Why does Common Cause Massachusetts oppose the Secretary of State?

Written by Tyler Creighton on August 8, 0013

This post was published as a letter to the editor in the Boston Globe on August 17, 2013, click here to read.

The Boston Globe's Aug. 8 story, "Gavin Faulted on Rules for Lobbyists," leaves a critical question unanswered: Why would Common Cause Massachusetts, a steadfast advocate for more than four decades of open, honest, and accountable government, oppose Secretary of State William Galvin's effort to require lobbyists to report all of their communications with public officials?

Strong lobbyist disclosure is an integral component of Common Cause's mission. But so is upholding the rule of law. Regardless of Sec. Galvin's intentions, his attempt to retroactively require disclosure of information not currently mandated by law is an overreach that places him above the rule of law.

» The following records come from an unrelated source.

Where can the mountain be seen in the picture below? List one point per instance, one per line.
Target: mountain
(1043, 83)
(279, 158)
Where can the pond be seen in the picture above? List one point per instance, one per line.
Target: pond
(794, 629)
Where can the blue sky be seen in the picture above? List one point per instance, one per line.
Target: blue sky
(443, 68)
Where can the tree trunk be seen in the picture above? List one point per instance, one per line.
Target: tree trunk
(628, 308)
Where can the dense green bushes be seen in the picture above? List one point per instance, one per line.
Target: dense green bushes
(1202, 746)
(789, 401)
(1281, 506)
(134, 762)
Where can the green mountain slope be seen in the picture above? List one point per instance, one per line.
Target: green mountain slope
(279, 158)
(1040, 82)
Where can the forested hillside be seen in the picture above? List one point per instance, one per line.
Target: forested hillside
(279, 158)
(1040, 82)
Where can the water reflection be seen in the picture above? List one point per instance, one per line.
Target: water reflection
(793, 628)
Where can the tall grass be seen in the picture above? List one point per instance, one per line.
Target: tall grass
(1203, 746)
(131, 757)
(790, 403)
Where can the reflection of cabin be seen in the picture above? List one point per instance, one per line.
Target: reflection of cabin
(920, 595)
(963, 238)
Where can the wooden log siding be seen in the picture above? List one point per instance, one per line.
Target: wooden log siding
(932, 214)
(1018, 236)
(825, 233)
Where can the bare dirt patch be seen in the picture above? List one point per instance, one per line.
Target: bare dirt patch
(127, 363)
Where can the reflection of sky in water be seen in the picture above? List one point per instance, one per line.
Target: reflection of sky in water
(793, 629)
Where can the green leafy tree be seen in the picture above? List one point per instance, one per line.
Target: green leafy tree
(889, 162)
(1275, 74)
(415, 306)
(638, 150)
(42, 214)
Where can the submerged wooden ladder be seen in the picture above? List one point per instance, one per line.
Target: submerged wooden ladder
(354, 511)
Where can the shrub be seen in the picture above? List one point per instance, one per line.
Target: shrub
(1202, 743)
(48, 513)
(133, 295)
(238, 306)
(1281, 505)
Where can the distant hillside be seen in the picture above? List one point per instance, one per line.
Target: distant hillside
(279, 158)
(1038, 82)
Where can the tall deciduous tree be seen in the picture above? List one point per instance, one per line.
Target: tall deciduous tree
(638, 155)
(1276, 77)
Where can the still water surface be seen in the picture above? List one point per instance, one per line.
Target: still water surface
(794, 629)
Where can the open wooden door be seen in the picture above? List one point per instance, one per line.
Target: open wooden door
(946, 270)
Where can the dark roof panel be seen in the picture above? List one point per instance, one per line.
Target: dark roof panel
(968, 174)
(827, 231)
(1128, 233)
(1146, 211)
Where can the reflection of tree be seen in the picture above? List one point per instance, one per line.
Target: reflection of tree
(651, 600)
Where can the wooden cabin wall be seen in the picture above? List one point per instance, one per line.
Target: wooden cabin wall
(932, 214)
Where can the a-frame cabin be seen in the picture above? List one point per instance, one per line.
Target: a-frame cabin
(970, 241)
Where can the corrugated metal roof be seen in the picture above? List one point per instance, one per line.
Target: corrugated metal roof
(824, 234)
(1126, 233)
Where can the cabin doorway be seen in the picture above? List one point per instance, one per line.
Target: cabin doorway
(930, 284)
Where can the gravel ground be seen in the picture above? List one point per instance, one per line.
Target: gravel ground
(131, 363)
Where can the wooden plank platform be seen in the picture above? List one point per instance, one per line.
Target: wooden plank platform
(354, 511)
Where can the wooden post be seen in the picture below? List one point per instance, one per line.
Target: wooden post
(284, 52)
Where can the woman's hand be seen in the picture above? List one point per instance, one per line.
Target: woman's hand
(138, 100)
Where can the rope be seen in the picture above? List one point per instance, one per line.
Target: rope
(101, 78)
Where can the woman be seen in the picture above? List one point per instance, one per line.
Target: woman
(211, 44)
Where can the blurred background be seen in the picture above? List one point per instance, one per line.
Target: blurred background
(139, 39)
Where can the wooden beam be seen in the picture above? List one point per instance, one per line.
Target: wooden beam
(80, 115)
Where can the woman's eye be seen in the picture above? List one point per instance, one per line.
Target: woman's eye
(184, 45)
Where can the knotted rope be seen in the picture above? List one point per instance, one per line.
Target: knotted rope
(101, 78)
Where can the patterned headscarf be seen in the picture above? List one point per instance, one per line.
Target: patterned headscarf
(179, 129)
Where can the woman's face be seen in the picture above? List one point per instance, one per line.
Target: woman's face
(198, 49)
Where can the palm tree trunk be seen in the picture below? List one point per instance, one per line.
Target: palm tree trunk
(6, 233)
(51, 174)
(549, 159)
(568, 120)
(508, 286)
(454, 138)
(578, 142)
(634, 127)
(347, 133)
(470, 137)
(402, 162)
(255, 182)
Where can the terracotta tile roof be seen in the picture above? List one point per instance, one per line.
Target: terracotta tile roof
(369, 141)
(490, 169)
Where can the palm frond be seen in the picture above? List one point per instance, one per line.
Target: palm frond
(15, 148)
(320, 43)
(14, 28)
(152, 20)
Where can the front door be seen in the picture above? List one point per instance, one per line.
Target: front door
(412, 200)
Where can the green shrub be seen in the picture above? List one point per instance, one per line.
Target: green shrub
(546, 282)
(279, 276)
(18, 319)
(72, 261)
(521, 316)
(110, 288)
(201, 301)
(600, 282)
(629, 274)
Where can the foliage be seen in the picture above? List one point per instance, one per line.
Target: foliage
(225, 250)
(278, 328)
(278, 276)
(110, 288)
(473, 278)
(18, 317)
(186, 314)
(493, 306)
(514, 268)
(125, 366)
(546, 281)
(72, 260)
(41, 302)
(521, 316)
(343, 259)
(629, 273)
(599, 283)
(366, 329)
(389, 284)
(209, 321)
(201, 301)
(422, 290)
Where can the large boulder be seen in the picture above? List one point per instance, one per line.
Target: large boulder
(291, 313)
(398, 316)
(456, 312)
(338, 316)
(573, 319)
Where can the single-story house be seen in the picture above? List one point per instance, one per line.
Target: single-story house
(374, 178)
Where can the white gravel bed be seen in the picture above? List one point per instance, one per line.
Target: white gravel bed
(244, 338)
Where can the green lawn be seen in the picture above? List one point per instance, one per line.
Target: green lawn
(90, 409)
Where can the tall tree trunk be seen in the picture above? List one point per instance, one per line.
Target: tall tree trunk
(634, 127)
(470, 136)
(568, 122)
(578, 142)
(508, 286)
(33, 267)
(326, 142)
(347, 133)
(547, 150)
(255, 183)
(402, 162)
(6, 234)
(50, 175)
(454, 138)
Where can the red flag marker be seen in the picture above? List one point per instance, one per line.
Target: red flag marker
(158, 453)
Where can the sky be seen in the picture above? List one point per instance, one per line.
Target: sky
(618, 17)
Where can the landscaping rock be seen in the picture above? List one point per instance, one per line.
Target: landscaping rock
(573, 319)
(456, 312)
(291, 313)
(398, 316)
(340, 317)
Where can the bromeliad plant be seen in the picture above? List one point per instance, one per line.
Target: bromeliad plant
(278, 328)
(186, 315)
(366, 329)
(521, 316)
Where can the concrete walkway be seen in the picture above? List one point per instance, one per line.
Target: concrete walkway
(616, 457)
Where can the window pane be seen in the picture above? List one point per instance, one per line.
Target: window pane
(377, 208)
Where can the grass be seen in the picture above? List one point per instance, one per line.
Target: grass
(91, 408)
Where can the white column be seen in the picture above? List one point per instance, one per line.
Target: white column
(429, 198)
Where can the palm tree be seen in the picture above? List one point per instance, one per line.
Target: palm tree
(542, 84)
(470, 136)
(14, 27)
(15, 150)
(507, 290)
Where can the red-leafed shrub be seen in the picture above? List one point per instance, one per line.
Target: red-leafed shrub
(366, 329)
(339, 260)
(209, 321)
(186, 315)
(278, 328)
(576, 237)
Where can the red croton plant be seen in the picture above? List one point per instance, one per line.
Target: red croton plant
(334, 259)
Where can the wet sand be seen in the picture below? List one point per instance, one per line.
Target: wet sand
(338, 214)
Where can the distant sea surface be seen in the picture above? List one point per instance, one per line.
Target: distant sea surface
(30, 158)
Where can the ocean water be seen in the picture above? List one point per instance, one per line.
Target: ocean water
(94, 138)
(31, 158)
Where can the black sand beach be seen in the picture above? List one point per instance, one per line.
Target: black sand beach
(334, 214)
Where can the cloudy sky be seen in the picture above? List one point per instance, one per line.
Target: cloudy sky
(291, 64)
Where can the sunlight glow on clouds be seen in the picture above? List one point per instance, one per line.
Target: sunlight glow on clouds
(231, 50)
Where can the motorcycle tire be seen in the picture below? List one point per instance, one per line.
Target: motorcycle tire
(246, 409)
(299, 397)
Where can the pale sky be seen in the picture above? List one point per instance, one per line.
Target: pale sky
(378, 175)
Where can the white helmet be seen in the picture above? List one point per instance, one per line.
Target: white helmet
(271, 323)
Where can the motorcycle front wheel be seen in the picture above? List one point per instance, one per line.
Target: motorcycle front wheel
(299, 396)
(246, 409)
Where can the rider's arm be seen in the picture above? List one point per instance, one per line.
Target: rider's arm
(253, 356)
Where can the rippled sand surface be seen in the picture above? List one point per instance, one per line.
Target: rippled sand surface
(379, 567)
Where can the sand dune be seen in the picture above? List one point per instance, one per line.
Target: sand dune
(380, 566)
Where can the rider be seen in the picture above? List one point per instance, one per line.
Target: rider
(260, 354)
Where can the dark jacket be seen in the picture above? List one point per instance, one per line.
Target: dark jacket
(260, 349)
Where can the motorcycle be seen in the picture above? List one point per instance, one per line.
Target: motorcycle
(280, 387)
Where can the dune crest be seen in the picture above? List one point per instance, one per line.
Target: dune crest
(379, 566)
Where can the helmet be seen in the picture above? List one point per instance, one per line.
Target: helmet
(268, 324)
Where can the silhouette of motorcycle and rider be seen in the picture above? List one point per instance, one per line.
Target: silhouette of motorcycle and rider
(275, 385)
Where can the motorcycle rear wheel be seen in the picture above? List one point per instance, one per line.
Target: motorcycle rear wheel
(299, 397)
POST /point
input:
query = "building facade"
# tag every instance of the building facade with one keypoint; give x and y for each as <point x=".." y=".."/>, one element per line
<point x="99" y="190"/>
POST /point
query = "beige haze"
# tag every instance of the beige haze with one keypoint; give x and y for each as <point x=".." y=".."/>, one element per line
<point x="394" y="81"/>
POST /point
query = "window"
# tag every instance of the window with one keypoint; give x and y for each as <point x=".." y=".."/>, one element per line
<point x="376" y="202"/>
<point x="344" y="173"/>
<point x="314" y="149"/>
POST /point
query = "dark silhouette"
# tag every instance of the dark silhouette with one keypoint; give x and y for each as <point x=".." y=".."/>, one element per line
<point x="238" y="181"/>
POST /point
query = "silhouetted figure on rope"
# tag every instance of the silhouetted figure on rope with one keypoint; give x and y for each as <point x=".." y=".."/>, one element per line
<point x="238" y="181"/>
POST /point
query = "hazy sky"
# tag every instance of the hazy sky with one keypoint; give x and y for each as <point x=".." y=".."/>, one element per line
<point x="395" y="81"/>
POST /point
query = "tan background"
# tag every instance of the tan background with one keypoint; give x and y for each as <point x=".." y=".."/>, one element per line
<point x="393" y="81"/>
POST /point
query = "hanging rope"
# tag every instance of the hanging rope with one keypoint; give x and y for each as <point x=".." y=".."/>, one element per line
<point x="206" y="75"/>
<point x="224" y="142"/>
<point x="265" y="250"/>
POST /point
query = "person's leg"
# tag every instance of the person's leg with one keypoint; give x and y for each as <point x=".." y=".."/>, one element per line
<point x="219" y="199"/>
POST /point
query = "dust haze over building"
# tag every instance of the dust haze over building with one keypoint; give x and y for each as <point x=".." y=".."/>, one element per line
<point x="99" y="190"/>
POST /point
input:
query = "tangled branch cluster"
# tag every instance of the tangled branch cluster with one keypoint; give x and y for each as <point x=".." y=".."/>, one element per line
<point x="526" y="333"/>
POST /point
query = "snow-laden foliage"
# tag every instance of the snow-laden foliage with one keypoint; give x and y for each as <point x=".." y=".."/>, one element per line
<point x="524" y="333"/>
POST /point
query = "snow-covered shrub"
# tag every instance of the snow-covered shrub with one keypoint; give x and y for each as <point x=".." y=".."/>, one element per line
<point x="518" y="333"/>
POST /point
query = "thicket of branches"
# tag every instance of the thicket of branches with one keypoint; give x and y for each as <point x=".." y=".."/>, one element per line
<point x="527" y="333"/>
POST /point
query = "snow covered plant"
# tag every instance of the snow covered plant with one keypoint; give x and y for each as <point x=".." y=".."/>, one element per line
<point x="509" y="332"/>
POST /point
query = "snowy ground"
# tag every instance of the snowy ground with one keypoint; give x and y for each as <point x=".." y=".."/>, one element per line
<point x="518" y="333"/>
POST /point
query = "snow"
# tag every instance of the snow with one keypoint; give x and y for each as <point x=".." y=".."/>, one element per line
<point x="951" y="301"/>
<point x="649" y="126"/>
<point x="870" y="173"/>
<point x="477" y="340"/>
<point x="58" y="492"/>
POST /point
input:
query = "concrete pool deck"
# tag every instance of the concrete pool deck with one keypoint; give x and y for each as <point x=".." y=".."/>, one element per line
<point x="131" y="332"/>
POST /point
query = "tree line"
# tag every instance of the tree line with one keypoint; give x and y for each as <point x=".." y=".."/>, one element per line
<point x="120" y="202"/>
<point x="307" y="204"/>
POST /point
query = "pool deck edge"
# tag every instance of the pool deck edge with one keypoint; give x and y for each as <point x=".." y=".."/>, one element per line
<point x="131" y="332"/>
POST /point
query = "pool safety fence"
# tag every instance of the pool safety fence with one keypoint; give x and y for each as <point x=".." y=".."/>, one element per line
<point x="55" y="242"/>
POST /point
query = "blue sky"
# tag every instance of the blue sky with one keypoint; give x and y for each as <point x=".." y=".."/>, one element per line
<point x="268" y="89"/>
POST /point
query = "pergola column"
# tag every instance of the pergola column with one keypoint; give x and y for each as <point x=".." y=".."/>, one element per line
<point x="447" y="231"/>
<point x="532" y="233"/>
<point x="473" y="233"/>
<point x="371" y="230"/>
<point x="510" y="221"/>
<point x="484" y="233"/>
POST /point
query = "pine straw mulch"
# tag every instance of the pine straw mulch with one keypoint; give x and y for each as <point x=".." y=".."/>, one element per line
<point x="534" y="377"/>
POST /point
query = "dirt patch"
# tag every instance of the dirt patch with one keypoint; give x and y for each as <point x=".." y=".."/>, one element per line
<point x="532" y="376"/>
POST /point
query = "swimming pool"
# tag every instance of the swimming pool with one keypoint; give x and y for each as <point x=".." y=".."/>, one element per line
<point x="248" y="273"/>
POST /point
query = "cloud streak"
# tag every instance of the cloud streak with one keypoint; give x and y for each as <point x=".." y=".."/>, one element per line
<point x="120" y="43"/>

In addition, such a move would eviscerate a significant goal of the ethics reform package for which Common Cause advocated in 2009. That legislation sought to make public any shared financial interests that could make public officials more susceptible to the influence of lobbyists. This new interpretation would have the effect of shrouding those actual business associations by instead deeming any communications between a legislator and a lobbyist a business association. As the Superior Court made clear such an interpretation makes "absolutely no sense."

That is why Common Cause Massachusetts was a litigant in this case.